Thanks for that link though, just got turned onto this:

https://github.com/uNetworking/uWebSockets/blob/master/misc/...

deathanatos•10mo ago
> That's the only reason I'd ever consider moving away from the ergonomics of something like Node or Python, if my bare metal server can save me money by simply handling more requests with less cpu/memory.

… but what does the "bare metal server" have to do with it? Presumably, Occam's Razor would suggest that a Rust framework that outperforms Go on a VM would likely continue to outperform it on a bare metal. The bare metal machine might outperform a VM, but these are most two orthogonal, unrelated axes: bare metal vs. VM, or a Rust framework vs. a Go or Node framework…

ivape•10mo ago
It's a base case. We can use VM if you like, I just went further. We can go even further, will it simply be faster on my laptop compared to the others?

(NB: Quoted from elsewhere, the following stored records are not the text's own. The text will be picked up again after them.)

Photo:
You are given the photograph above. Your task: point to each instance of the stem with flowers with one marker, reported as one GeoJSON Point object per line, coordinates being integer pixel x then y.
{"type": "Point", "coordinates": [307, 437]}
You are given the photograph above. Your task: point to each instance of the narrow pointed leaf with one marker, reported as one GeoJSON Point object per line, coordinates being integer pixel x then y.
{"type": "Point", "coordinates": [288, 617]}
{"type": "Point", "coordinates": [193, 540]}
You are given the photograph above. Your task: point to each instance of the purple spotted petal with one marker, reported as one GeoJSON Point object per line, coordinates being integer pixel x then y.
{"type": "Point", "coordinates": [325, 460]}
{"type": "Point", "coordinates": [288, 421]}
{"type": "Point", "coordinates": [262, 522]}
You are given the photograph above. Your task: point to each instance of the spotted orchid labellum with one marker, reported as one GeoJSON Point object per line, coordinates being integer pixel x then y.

I have a real use case for running a highly performant server locally so as not to hamper the user with extra resource usage.
satvikpendem•10mo ago
Yes, it will handle more requests than Node or Go.
remram•10mo ago
How does a computer handle requests without running software? That software has to be written in a programming language.
koakuma-chan•10mo ago
I wouldn't cite tech empower since they only benchmark HTTP/1.1
mtndew4brkfst•10mo ago
It's historically been heavily gamed as well, so it's not much better than a thumb in the wind. Good and bad results might both be due to very non-idiomatic non-representative code there. Both the false positive/negative outcomes have happened in the past, then been fixed after recognition and feedback.

IIRC TechEmpower contributed indirectly to the controversy about actix-web and its use of Rust unsafe keyword.

M4v3R•10mo ago
After creating two non trivial desktop apps with Tauri framework which is Rust-based I would not consider using a Rust web framework. Web development is too dynamic and messy in my opinion, and Rust slows you down too much.

It’s for the same reason that some people are leaving Rust behind when it comes to game development after the initial excitement fades and problems start.

Now I do understand that there are cases where this might be viable (for example if you already have a team of experienced Rust developers) but I think in majority of cases you would not want to use Rust for web development.

Klonoar•10mo ago
You're talking about a very different type of application than what the thread is discussing (server development, not overall web development - i.e not Tauri/Leptos/etc).
satvikpendem•10mo ago
This is a backend framework not a frontend/fullstack one like Tauri.